Certes, comment s'étonner que ce "petit" de Southampton ne soit pas tombé vite fait dans le scabreux quand on sait que sa bonne cité fut le port d'embarquement du Mayflower et de sa bande de relous. Comment s'étonner tout court, d'ailleurs, sachant que Ken Russel est anglais et que tous les anglais ont un truc pas net à l'origine : passion inavouable pour les trains miniatures ou les machines à vapeur, dentition à faire pâlir Bram Stocker, botte sexuelle à petits feux mais qui place les sus-dits, sans nul doute aucun, sur les plus hautes marches des prouesses érotiques (dixit l'autrice, dont on connait la qualité des sources).
Donc, Altered States ou Au-Delà du Réel (1980). L'un des grands films de Ken Russel, aux côtés de Tommy (1975). Ahhh... Voir ou revoir Ann Margret, en mère empapaoutée, barboter dans les beans-on-toast...
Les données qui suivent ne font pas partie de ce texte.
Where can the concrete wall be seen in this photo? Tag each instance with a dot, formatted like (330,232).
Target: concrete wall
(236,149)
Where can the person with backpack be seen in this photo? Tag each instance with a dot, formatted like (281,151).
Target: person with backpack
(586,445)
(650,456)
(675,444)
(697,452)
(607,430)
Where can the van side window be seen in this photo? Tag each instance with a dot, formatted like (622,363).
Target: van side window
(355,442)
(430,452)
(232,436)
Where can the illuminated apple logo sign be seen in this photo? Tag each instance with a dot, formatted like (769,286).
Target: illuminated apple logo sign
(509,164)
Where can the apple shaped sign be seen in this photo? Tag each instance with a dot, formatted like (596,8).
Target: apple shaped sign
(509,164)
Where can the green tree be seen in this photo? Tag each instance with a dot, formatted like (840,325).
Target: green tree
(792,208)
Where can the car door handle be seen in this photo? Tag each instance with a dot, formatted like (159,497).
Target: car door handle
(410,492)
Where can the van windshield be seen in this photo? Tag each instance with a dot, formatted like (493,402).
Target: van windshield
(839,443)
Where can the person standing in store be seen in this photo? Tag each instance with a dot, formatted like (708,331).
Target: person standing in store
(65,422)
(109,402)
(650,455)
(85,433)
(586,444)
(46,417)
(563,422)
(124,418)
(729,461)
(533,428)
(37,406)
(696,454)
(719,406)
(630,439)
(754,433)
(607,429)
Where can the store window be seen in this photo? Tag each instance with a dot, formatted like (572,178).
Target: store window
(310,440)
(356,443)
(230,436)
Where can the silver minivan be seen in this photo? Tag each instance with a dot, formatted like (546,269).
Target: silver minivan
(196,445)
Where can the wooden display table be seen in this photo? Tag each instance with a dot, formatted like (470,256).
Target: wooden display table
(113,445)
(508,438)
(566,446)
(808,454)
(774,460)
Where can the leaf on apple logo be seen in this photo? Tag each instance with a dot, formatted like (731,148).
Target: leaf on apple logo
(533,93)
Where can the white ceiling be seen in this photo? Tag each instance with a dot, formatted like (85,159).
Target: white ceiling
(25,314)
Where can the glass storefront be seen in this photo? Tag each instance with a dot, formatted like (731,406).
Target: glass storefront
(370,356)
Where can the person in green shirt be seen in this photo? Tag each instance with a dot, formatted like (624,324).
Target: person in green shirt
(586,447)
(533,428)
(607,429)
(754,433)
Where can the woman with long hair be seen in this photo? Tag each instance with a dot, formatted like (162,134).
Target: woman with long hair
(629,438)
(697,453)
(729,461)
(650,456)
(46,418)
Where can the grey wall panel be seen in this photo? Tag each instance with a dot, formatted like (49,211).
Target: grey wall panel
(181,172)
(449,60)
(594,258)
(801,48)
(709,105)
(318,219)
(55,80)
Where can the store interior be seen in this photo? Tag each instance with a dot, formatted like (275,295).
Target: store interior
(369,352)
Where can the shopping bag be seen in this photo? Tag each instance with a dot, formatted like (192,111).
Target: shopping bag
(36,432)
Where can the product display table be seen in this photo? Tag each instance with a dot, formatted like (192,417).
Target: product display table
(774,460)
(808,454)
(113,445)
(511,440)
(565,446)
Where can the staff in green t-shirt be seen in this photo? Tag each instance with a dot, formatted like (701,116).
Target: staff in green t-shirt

Mais point de Ann Margret dans Au-Delà du Réel.
(Lire ce qui suit en écoutant Take on Me de A-Ha bien entendu...)
Un tout jeune William Hurt en forfait bloqué et options comprises, se coffre dans des caissons remplis d'eau salée après avoir essayé mille et une potions magiques. Histoire de voir ce qui se passe dans le trou du cul du chat. Evidemment, ça se termine mal. "Dans mon souvenir", ça se termine mal. Le trop-bô William Hurt change de forme à plusieurs reprises, mi-homme mi-bonhomme marshmallow, se cognant partout pour tenter de redevenir le gendre idéal et arrivant, les deux pieds devant au bord du gouffre de l'éternité.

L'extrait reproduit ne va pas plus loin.